I was at a little event thrown for the Vertica column-based database, as well as Tableau Software, a Seattle-based data visualization company. Vertica was recently acquired by HP for an undisclosed sum. I had not heard of Tableau until today.
I went in not really knowing what to expect, have heard good things about Vertica from my friend over there but it’s really not an area I have much expertise in.
I left with my mouth on the floor. I mean holy crap that combination looks wicked. Combining the world’s fastest column based data warehouse with a data visualization tool that is so easy some of my past managers could even run it. I really don’t have words to describe it.

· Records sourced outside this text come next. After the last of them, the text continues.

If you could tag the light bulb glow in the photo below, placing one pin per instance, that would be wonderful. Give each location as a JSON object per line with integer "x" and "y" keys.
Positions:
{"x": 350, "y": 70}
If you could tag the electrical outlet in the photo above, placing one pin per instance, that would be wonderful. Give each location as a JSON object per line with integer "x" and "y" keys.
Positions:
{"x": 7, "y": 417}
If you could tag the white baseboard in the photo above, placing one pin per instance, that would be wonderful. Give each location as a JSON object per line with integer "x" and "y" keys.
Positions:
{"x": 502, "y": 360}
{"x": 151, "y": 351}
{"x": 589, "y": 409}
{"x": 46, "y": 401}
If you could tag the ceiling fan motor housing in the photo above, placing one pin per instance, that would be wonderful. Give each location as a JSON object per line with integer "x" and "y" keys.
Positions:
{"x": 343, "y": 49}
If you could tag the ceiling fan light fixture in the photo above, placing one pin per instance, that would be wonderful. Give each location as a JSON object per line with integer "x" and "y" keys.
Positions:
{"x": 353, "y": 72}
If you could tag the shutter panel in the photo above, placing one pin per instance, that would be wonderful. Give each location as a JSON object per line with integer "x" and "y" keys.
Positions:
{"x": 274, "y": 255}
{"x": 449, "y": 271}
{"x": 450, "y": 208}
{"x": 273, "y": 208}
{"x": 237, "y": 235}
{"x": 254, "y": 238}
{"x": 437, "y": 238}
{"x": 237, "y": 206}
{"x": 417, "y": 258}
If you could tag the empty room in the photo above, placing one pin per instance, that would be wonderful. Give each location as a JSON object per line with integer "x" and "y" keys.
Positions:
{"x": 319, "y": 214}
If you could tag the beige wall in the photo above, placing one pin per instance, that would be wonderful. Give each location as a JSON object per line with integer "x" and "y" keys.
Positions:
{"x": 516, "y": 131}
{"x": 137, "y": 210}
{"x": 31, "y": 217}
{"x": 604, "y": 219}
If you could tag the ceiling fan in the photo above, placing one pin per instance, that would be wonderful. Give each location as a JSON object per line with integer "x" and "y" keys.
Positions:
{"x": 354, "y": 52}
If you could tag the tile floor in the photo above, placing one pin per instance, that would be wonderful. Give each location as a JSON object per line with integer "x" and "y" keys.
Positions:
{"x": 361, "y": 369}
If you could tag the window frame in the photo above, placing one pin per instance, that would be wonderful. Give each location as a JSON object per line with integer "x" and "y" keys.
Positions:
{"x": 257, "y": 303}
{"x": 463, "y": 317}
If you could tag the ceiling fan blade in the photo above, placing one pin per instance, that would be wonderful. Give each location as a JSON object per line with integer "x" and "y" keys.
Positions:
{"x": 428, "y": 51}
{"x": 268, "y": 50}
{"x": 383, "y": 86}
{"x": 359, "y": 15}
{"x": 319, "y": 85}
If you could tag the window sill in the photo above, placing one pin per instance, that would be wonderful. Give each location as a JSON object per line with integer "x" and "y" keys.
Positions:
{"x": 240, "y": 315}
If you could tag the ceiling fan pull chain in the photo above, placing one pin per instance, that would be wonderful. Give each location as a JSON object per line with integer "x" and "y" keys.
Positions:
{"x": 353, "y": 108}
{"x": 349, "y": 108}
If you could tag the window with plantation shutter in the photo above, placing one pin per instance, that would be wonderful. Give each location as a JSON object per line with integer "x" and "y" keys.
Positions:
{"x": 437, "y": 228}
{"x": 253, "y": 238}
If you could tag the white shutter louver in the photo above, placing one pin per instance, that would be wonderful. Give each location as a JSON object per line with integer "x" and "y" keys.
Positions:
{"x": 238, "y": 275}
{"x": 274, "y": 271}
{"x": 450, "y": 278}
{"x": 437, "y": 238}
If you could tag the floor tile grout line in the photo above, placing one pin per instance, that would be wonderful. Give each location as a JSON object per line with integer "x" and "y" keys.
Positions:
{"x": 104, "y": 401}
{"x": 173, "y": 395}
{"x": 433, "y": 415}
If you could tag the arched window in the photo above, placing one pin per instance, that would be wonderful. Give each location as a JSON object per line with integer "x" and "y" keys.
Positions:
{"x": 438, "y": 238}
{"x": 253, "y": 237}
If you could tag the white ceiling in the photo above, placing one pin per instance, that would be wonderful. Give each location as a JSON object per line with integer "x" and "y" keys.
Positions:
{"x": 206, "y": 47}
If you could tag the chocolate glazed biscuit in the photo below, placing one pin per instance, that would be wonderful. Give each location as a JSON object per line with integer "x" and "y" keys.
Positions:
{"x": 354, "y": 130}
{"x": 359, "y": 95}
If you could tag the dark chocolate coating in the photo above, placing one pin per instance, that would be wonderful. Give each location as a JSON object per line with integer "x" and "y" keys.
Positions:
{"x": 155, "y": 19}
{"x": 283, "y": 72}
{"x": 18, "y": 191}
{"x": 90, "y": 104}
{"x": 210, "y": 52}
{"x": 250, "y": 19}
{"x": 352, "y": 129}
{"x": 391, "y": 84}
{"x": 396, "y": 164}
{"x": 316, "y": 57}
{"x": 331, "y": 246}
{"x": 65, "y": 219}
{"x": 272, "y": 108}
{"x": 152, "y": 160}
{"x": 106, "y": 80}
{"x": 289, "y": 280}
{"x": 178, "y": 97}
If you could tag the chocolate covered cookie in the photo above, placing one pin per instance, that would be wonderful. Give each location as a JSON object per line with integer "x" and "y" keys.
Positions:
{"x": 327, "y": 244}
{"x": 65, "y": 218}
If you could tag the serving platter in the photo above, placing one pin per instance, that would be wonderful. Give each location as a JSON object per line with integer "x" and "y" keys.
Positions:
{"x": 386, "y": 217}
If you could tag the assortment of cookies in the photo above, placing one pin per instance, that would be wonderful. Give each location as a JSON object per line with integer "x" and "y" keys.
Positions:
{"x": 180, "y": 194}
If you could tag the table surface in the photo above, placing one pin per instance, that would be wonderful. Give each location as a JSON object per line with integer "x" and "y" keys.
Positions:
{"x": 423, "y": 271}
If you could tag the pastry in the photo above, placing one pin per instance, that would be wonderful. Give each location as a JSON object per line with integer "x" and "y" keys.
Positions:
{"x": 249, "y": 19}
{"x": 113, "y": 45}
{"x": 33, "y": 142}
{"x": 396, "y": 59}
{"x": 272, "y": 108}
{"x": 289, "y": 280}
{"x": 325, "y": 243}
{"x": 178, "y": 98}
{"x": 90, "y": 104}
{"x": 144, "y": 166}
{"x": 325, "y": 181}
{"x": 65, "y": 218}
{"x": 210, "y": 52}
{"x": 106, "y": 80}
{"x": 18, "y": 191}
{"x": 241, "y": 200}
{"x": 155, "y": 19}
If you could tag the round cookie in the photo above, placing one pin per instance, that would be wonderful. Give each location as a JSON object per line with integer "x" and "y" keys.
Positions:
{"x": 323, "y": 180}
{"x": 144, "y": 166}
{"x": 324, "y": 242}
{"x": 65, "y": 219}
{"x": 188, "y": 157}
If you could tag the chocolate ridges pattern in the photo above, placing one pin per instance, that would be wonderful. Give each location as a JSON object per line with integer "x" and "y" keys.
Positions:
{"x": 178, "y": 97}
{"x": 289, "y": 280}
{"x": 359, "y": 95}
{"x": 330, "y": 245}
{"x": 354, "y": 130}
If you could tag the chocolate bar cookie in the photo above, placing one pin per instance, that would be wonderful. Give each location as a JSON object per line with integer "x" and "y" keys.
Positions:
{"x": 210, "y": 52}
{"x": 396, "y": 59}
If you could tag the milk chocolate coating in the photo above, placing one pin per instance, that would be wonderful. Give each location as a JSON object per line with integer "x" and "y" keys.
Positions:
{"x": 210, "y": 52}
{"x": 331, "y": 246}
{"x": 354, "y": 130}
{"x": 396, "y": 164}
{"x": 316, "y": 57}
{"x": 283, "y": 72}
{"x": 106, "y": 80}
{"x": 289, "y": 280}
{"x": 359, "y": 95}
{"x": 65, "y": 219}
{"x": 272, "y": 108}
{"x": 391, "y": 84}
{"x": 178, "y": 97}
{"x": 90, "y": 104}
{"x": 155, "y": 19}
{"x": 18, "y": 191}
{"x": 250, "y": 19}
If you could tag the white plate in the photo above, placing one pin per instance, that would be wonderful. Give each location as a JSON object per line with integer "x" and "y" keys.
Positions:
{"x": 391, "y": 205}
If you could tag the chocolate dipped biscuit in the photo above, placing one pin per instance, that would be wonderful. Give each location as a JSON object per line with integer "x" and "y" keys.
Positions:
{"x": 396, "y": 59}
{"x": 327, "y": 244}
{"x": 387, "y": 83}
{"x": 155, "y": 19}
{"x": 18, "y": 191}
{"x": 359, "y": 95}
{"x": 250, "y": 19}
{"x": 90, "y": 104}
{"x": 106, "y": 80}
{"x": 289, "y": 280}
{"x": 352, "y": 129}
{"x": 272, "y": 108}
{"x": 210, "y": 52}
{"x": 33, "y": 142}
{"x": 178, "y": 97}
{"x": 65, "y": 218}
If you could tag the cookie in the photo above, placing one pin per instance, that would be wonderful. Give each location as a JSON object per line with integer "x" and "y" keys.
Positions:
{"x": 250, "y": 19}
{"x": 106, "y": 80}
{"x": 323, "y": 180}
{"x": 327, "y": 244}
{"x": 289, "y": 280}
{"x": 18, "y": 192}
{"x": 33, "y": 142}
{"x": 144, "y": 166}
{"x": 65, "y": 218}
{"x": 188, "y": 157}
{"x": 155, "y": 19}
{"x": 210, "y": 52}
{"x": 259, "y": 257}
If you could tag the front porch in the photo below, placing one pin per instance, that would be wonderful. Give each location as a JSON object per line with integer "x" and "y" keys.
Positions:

I never really considered Vertica for storing IT-related data, and they brought up a case study with one of their bigger customers – Comcast who sends more than 65,000 events a second into a vertica database (including logs, SNMP traps and other data). Hundreds of terabytes of data with sub second query response times. I don’t know if they use Tableau software’s products or not. But there was a good use case for storing IT data in Vertica.
(from Comcast case study)
The test included a snapshot of their application running on a five-node cluster of inexpensive servers with 4 CPU AMD 2.6 GHz core processors with 64-bit 1 MB cache; 8 GB RAM; and ~750 GBs of usable space in a RAID- 5 configuration.
To stress-test Vertica, the team pushed the average insert rate to 65K samples per second; Vertica delivered millisecond-level performance for several different query types, including search, resolve and accessing two days’ worth of data. CPU usage was about 9%, with a fluctuation of +/- 3%, and disk utilization was 12% with spikes up to 25%.
That configuration could of course easily fit on a single server. How about a 48-core Opteron with 256GB of memory and some 3PAR storage or something? Or maybe a DL385G7 with 24 cores, 192GB memory(24x8GB), and 16x500GB 10k RPM SAS disks with RAID 5Â and dual SAS controllers with 1GB of flash-backed cache(1 controller per 8 disks). Maybe throw some Fusion IO in there too?
Now I suspect that there will be additional overhead with trying to feed IT data into a Vertica database since you probably have to format it in some way.
Another really cool feature of Vertica – all of it’s data is mirrored at least once to another server, nothing special about that right? Well they go one step further, they give you the ability to store the data pre-sorted in two different ways, so mirror #1 may be sorted by one field, and mirror #2 is sorted by another field, maximizing use of every copy of the data, while maintaining data integrity.
Something that Tableu did really well that was cool was you don’t need to know how you want to present your data, you just drag stuff around and it will try to make intelligent decisions on how to represent it. It’s amazingly flexible.
Tableu does something else well, there is no language to learn, you don’t need to know SQL, you don’t need to know custom commands to do things, the guy giving the presentation basically never touched his keyboard. And he published some really kick ass reports to the web in a matter of seconds, fully interactive, users could click on something and drill down really easily and quickly.
This is all with the caveat that I don’t know how complicated it might be to get the data into the database in the first place.
Maybe there are other products out there that are as easy to use and stuff as Tableau I don’t know as it’s not a space I spend much time looking at. But this combination looks incredibly exciting.
Both products have fully functional free evaluation versions available to download on the respective sites.
Vertica licensing is based on the amount of data that is stored (I assume regardless of the number of copies stored but haven’t investigated too much), no per-user, no per-node, no per-cpu licensing. If you want more performance, add more servers or whatever and you don’t pay anything more. Vertica automatically re-balances the cluster as you add more servers.
Tableau is licensed as far as I know on a named-user basis or a per-server basis.
Both products are happily supported in VMware environments.
This blog entry really does not do the presentation justice, I don’t have the words for how cool this stuff was to see in action, there aren’t a lot of products or technologies that I get this excited about, but these has shot to near the top of my list.
Time to throw your Hadoop out the window and go with Vertica.